A programação reúne 37 espetáculos teatrais coletivos cearenses. Desses, 31 foram selecionados para participar de três mostras temáticas que compõem o calendário de espetáculos gratuitos. Os primeiros dias do festival serão dedicados ao público infantil com a Mostra de Teatro para as Infâncias. Serão 6 apresentações de 31 de agosto a 5 de setembro. A Mostra Novos e Outros Olhares é voltada para artistas e grupos iniciantes.

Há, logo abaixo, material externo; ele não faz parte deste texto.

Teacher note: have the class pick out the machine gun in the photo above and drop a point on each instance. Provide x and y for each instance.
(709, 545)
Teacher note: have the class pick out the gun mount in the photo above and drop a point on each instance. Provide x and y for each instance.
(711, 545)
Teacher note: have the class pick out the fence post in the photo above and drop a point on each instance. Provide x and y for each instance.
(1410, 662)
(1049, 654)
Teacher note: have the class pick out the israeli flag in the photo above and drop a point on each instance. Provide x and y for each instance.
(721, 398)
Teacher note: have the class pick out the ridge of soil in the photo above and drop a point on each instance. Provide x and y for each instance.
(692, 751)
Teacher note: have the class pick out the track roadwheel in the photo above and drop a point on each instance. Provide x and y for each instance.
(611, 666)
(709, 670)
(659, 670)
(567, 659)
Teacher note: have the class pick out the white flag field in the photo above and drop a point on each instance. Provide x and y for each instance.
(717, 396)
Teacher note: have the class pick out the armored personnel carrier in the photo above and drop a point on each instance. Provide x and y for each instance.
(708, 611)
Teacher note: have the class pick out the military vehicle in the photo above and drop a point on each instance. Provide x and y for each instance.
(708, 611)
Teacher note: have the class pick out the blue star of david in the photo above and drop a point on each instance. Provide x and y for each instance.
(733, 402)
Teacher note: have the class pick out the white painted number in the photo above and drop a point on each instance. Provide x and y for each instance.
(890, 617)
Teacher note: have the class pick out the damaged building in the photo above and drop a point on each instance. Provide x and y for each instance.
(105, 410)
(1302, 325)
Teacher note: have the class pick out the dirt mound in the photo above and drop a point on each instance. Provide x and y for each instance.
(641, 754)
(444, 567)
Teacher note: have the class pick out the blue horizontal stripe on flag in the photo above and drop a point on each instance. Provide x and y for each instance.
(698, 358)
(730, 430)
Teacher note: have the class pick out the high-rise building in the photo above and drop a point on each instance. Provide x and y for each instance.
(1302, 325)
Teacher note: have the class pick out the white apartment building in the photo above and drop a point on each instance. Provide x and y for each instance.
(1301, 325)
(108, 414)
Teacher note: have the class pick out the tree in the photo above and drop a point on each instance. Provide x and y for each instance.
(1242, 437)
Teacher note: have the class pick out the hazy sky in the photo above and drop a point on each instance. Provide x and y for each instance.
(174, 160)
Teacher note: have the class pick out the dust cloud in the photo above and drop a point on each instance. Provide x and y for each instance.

O espetáculos começam no dia 5 de setembro e vão até o dia 10 e, por fim, a Mostra Fortaleza em Cena, dedicada a trabalhos com trajetória consolidada, com 15 obras de 7 a 11 de setembro. Nessa edição, o festival chega a 12 regionais, em 19 espaços de 22 bairros de Fortaleza, como o Teatro São José e o Teatro Antonieta Noronha.

Além das apresentações, o festival terá feiras de economia criativa, atividades formativas, lançamentos, exposição fotográfica e encontros da classe artística. O acesso aos espetáculos é gratuito e toda a programação está disponível no perfil oficial do evento no Instagram @festivaldeteatrofortaleza.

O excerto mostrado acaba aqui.